TONY ANDERSON tony_anderson at usa.net
Mon Jun 6 12:30:36 EDT 2011


Hi,

Good catches. I meant that there is no good technical reason why Moodle and/or
Dan's Guardian could not be installed as part of XC - not that that is
currently the case.

Meanwhile I have posted my version of the wish list as a wiki page:

http://wiki.sugarlabs.org/go/School_Server_Wish_List

This is my own quick version. I am hoping we can come up with a common page
which can be annotated as we develop a consensus on what should be in the next
XS and XC builds.

As you can tell, I see the XS build as fairly similar across deployments but
that XC is more like a set of building blocks from which deployments can pick
or choose.

Abhishek, I have re-interpreted some of your wish list (and probably left some
out altogether). Please hack it so it is more representative of what you see
as needed. 

Yours, 

Tony


Hi Tony, and all,
       Greetings from Nepal. I would like to correct a few things in
Tony's descriptions and elaborate upon what he discussed.

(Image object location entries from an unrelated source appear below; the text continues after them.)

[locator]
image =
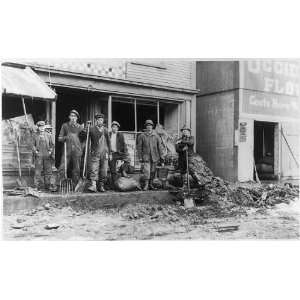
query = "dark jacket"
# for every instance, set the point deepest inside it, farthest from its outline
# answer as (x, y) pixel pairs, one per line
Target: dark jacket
(95, 136)
(48, 141)
(150, 147)
(70, 134)
(120, 142)
(185, 141)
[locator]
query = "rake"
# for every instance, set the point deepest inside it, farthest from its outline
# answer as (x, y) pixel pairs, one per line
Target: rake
(84, 181)
(66, 184)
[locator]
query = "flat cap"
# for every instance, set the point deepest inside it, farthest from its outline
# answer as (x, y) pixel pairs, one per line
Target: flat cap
(115, 123)
(99, 115)
(40, 123)
(149, 122)
(185, 128)
(73, 111)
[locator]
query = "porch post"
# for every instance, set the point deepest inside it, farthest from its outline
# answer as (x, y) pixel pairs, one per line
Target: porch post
(53, 118)
(109, 111)
(157, 112)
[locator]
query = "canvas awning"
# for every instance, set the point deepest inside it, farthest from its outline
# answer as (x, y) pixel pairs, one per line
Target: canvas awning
(19, 80)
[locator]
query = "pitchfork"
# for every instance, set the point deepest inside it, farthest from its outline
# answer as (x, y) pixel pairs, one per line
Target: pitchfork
(66, 184)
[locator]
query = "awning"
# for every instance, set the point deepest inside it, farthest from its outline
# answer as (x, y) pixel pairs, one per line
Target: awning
(18, 80)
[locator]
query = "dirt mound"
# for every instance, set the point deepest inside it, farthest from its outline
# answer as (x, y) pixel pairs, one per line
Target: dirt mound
(251, 194)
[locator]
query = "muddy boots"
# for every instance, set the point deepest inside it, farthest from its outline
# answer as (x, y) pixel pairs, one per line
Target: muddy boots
(93, 187)
(101, 187)
(151, 186)
(146, 186)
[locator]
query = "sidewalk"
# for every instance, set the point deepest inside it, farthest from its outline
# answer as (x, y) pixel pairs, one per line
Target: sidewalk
(15, 204)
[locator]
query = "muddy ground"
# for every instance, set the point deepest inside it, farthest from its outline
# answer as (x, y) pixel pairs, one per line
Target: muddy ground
(212, 220)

NEXS (the Nepalese version built upon OLPC XS) has separated the content
part from the base server. We call the content part NEXC ("C" for
content). This separation has helped us a lot in managing content
bundles and content updates. The NEXC generally contains:

   1. Content of the digital library (see http://www.pustakalaya.org),
      which is spanned across:
          * Database dumps for Fedora Commons and Fez
          * Fedora Commons datastream files
          * Fez's customized interface (that is being used at
            pustakalaya.org)
   2. Wiki for schools
   3. English Wiktionary
   4. Nepali Dictionary
   5. External Content: All the other static content (e.g. video files,
      maps etc) are packaged as external content
   6. Learn English Kids from British Council (recently added)

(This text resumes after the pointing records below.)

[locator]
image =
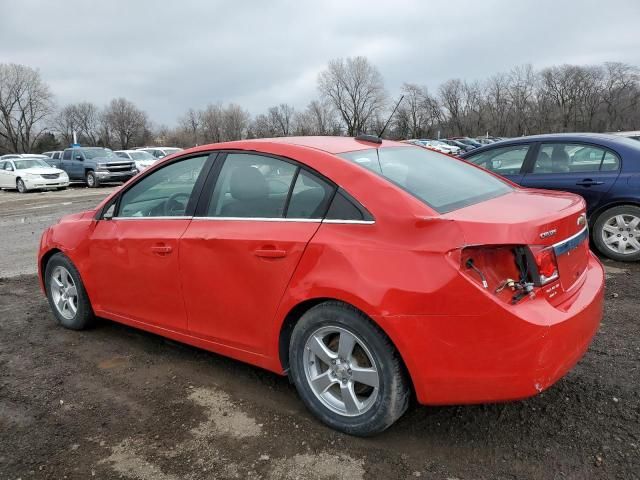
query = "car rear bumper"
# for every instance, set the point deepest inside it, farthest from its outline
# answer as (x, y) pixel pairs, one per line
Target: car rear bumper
(509, 353)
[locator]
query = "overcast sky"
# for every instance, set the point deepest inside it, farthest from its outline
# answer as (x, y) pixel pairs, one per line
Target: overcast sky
(167, 56)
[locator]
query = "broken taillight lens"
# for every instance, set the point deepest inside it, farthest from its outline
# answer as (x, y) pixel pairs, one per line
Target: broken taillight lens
(545, 258)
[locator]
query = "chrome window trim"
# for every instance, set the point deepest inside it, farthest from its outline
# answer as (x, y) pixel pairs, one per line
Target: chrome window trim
(263, 219)
(349, 222)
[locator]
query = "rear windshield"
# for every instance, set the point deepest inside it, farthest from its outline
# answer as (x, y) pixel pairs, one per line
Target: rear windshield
(442, 182)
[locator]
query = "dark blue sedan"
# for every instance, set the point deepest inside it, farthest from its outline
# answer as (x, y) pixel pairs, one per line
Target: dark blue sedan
(604, 169)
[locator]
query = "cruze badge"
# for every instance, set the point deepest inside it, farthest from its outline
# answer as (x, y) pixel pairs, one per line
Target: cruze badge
(549, 233)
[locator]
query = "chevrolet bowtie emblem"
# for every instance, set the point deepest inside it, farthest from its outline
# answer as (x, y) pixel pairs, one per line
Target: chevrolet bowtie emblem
(548, 233)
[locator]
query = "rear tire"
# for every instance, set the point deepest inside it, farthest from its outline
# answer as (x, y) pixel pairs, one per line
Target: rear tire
(354, 381)
(20, 186)
(92, 179)
(616, 233)
(66, 294)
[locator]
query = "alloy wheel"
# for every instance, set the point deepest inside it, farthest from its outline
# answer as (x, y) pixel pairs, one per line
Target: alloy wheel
(621, 234)
(64, 292)
(341, 371)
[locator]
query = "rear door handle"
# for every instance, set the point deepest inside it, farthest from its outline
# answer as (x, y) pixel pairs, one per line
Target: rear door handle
(270, 253)
(587, 182)
(162, 249)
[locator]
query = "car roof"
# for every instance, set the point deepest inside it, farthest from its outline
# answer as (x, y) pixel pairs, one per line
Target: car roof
(327, 144)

We have a 3-month NEXC release schedule. At every release, we'll bundle
the most recent content and put it on a USB HDD, test it internally on
our test school server, and then finally release it. After every
release, the deployment team will go to the schools with the USB HDDs
and plug it to the school server at the site schools. Daniel Drake's
usbmount script takes care of installing/updating the content from the
USB HDDs - you just nee to listen to the starting and the ending beep
during which all the content update is done. We have tried updating it
over Internet, but the connection here in Nepal is so flaky and slow
(most schools do not even have Internet connection yet), and the content
being huge (approx 12GB now), makes it almost impossible.

Corrections to Tony's discussion: Moodle and Dansguardian is not
installed as a part of NEXC, rather they are built with NEXS and get
installed as a part of NEXS. The NEXS is also not released as an img
file (Tony might be confused with NEXO being released as an IMG file),
rather as an iso file. The mkusbinstall (using the OLPC forth script) is
then used to copy the install image to a usb flash drive (using syslinux).

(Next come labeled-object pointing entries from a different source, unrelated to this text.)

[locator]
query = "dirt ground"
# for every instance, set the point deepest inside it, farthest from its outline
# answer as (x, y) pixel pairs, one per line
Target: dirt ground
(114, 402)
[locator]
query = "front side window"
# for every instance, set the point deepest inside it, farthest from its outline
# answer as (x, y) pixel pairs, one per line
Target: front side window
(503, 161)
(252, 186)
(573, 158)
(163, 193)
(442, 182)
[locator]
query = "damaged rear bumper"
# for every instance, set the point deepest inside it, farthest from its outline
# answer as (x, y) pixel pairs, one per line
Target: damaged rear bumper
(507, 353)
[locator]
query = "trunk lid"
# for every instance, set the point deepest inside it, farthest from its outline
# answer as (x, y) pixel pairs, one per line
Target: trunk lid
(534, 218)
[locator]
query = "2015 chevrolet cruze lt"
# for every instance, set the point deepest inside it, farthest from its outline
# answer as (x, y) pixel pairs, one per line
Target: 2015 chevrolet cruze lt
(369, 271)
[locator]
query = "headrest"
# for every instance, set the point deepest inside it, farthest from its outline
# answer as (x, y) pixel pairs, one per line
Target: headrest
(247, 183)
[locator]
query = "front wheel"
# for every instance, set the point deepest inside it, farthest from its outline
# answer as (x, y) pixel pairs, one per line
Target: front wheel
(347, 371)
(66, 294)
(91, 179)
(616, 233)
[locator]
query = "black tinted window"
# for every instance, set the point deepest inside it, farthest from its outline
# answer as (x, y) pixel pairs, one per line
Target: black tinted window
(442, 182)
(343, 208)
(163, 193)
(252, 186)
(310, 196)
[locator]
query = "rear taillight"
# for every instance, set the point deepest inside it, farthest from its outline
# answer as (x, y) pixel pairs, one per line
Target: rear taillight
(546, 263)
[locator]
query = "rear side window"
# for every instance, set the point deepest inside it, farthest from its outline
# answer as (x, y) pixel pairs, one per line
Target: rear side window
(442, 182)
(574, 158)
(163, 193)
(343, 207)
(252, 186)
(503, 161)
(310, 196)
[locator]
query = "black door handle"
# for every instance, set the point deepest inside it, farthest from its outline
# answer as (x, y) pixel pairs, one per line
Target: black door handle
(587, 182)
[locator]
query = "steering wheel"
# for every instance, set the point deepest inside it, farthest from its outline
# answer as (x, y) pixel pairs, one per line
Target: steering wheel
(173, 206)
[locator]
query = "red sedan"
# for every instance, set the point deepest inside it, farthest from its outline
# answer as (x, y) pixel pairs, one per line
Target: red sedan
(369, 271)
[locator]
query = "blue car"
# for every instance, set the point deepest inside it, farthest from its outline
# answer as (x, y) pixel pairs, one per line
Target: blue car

We would really try to test the Au-script for Anaconda USB race conditions.

All our customizations and scripts are available at a few mercurial
repositories hosted at hg.olenepal.org. For NEXS and NEXC, please check:

    * NEXS Scripts, http://hg.olenepal.org/NEXS_scripts/
    * NEXS Image Builder, http://hg.olenepal.org/NEXS-image-builder/
    * NEXC Maint, http://hg.olenepal.org/NEXC-maint/
    * NEXC Scripts, http://hg.olenepal.org/NEXC_scripts/


Thank You.

-- Abhishek Singh System Engineer Open Learning Exchange (OLE) Nepal ????